Following the intervention of the national leadership of organised labour, workers in Ogun State, have suspended their two-week old strike.
This was disclosed by the State Chairman of the Joint Public Service Negotiating Council (JNC), Comrade Abiodun Olakanmi, while addressing hundreds of workers at the state secretariat of the Nigeria Labour Congress (NLC), on Wednesday night.
The national presidents of the NLC, JNC, Trade Union Congress (TUC), National Union of Local Government Employees (NULGE) and National Association of Nigeria Nurses and Midwives (NANNM), Comrades Ayuba Wabba, Kiri Mohammed, Bobboi Kaigama and Alani Adeniji, had went into a closed -door meeting that lasted for about 10-hours with the state governor, Senator Ibikunle Amosun and other top officials of government.
The NLC president while briefing newsmen after the meeting said that a Memorandum of Understanding (MoU) was signed between the government and the state organized labour, and that some resolutions were agreed upon.
Wabba said that the national leadership of the organized labour were witness to the agreement having received the commitment of the state government on the implementation of all the issues raised and discussed in the meeting.
He said, “We have been into discussion with the state government in the last 10-hours to look around the challenges surrounding the industrial dispute.

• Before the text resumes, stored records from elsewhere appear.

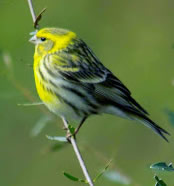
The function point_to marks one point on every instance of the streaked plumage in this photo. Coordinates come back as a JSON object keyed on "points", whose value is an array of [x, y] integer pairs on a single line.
{"points": [[73, 83]]}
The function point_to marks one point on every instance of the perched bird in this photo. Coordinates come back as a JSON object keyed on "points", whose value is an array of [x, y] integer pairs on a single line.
{"points": [[73, 83]]}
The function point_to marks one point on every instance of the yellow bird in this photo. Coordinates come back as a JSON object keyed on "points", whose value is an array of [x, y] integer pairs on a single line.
{"points": [[74, 84]]}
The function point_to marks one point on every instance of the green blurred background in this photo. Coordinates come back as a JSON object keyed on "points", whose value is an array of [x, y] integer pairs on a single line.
{"points": [[132, 38]]}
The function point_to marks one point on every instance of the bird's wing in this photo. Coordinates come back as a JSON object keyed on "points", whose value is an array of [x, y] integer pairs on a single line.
{"points": [[80, 64]]}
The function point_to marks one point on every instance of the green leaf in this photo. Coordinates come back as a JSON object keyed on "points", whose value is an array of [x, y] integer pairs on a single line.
{"points": [[170, 115], [102, 172], [162, 166], [159, 182], [71, 129], [73, 178]]}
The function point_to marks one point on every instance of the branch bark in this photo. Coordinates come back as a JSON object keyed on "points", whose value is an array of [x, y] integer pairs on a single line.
{"points": [[73, 141]]}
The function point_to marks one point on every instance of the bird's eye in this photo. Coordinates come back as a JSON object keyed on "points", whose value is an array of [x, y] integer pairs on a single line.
{"points": [[42, 38]]}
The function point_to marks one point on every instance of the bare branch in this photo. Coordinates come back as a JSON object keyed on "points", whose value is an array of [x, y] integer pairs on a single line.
{"points": [[73, 141], [79, 157], [35, 19], [32, 10]]}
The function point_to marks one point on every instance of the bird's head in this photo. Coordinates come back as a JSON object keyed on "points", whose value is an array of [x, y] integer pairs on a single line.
{"points": [[50, 40]]}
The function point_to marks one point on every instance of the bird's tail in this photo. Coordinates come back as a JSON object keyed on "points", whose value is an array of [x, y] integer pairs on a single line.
{"points": [[150, 124]]}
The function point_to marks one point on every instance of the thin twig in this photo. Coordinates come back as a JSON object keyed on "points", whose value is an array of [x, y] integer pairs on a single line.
{"points": [[79, 157], [73, 141], [32, 10]]}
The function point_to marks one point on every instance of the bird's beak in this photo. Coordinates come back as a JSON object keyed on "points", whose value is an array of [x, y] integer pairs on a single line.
{"points": [[33, 39]]}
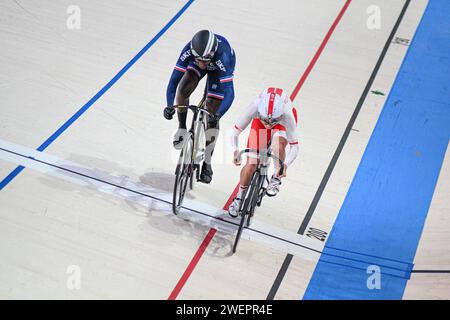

We have come to the resolution of how the issues can be resolved. We witnessed the the signing of the MoU.
“We have received the commitment of the governor of the state and we believe that peace will be restored. Our believe is that both the employer and the employees are members of one big family. We believe that this issue will be put behind us. ”
While his TUC counterpart noted that they had the believe that mutual trust would be restored between the state organized labour and government.
Olakanmi said that the agreement was reached among the officials of the state government and representatives of state labour unions and the national leadership.
The state chairman of JNC, said that the meeting agreed that the strike action be suspended and no worker will be victimised on account of the strike.
It was also agreed on immediate offset of one year arrears of check-off dues and immediate release of 2015 promotion result.
The MoU partly read, “That the state government should pay global deductions with November 2016 salary and release global deductions every 90 days and as soon as bullet payment is received from the Federal Government and the state revenue improves, outstanding deduction shall be paid on or before May, 2017.
“Outstanding gratuities to be offset with N200million every other month effective from November, 2016.
“A Joint Committee for both government and labour should be set up to look at issues of the Contributory Pension Scheme and submit the report to the government within 90 days.
“A Joint Committee on both government and labour should be set up to look into the issues of the officers that have completed loan payments and whose money are still being deducted. Also officers that have completed loan repayment should be allowed to exit from the cooperative societies.
“Towards promoting industrial harmony, there should be instituted a quarterly meeting between the government and labour.”
The governor in his brief remarked lamented that the strike, no doubt, cost the state fortune, adding that no government in the history of the state had massage the ego of civil servants in the state.
He described civil servants in the state as the best in the federation, however, we should not mix civil service with politics.
Amosun added, ” I think lesson have been learnt. We are not all that was written in the papers. Attention has been drawn to us for wrongly for wrong reasons. I apologized to the good people of Ogun State and Nigeria in general.
“No governor dead or alive have actually massage the ego of civil servants in Ogun State. We will continue to embrace them. All of the issues on my honour, we will keep to it. We will continue to do that. We have shown them our books. The present situation is not our creation.
“We should not mix civil service with politics and that was where I got infuriated and still do.”